Selon M. de Castro Freitas, la période d'exercice exigée par l'article 3, sous a), de la directive 64/427 ne peut être prolongée au motif que différentes activités ont été exercées simultanément, pourvu que ces activités soient suffisamment connexes par leur objet et leur domaine pour qu'un exercice simultané ne se fasse pas au détriment d'une assimilation suffisante des connaissances théoriques et pratiques nécessaires pour un apprentissage correct du métier en question. Selon lui, il faut se
demander si les auteurs de la directive n'ont pas employé le terme «activité» dans l'article 3 à dessein afin d'englober ainsi dans une même activité plusieurs «professions» ou «métiers» qu'on pourrait exercer simultanément dans le cadre d'une même «activité» plus générique, comme, dans le cas d'espèce, les métiers de façadier et d'entrepreneur de la construction en achèvements extérieurs, qui font partie de l'activité générique des métiers de la construction et de l'habitat. Il ajoute enfin que la
connexité de plusieurs professions ou métiers pour lesquels l'autorisation d'établissement est demandée sera donc déterminante dans la réponse à donner à la question de savoir si la période d'exercice requise par l'article 3, sous a), de la directive 64/427 sera de six années ou d'un multiple de six années lorsque plusieurs professions ou métiers ont été exercés simultanément.
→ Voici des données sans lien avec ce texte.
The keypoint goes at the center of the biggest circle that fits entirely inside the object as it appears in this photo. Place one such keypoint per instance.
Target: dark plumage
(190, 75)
22 Le requérant dans l'autre litige au principal, M. Escallier, allègue que la directive 64/427 est une mesure transitoire dont la terminologie démontre clairement qu'elle prévoyait qu'un ressortissant communautaire qui a exercé simultanément des activités relevant du champ d'application de la directive dans son État d'origine et qui sollicite une autorisation d'établissement dans un autre État membre puisse continuer à exercer ces mêmes activités simultanément dans cet autre État membre. Selon lui,
l'État luxembourgeois ne peut se prévaloir de la directive 64/427 pour justifier son rejet des demandes d'établissement dans ces circonstances dès lors qu'à partir du 1er janvier 1970 le droit d'établissement s'applique à toutes les branches des activités non salariées. Il prétend que la période d'exercice visée à l'article 3, sous a), de la directive 64/427 ne peut être modifiée en raison du fait que plusieurs des activités qui relèvent du champ d'application de cette directive ont été exercées
simultanément. Il ajoute enfin que la directive 64/427 ne réserve pas de traitement particulier aux activités qui présentent un lien de connexité. C'est la raison pour laquelle un tel lien de connexité, ou l'absence de connexité, entre les activités considérées n'a pas d'incidence sur l'interprétation qu'il faut donner à ses dispositions.
23 La Commission observe, quant à elle, que le sixième considérant de l'exposé des motifs de la directive 64/427 contient deux notions essentielles pour l'interprétation de son article 3, à savoir la notion d'«exercice effectif de la profession dans le pays de provenance pendant une période raisonnable» et la notion de «période assez rapprochée dans le temps». En ce qui concerne les activités exercées à titre indépendant ou en qualité de dirigeant chargé de la gestion de l'entreprise, comme c'est le
cas en l'espèce, la période d'exercice préalable jugée raisonnable a été fixée à six années consécutives. En ce qui concerne la proximité de cet exercice dans le temps, la directive prévoit que cette activité ne doit pas avoir pris fin depuis plus de dix ans à la date du dépôt de la demande. Elle affirme que, nonobstant l'intérêt que la juridiction nationale semble porter à cet aspect des choses, il ne convient pas d'attribuer d'importance à l'utilisation, dans la version française de la directive,
du pluriel dans la première partie et du singulier à la fin du premier alinéa, celui-ci visant à faire le lien avec l'article 1er, paragraphe 2, qui définit le champ d'application matériel de la directive. Il serait donc erroné, selon elle, de vouloir exclure l'applicabilité de l'article 3 dès lors qu'un migrant demande l'autorisation d'exercer plusieurs activités simultanément.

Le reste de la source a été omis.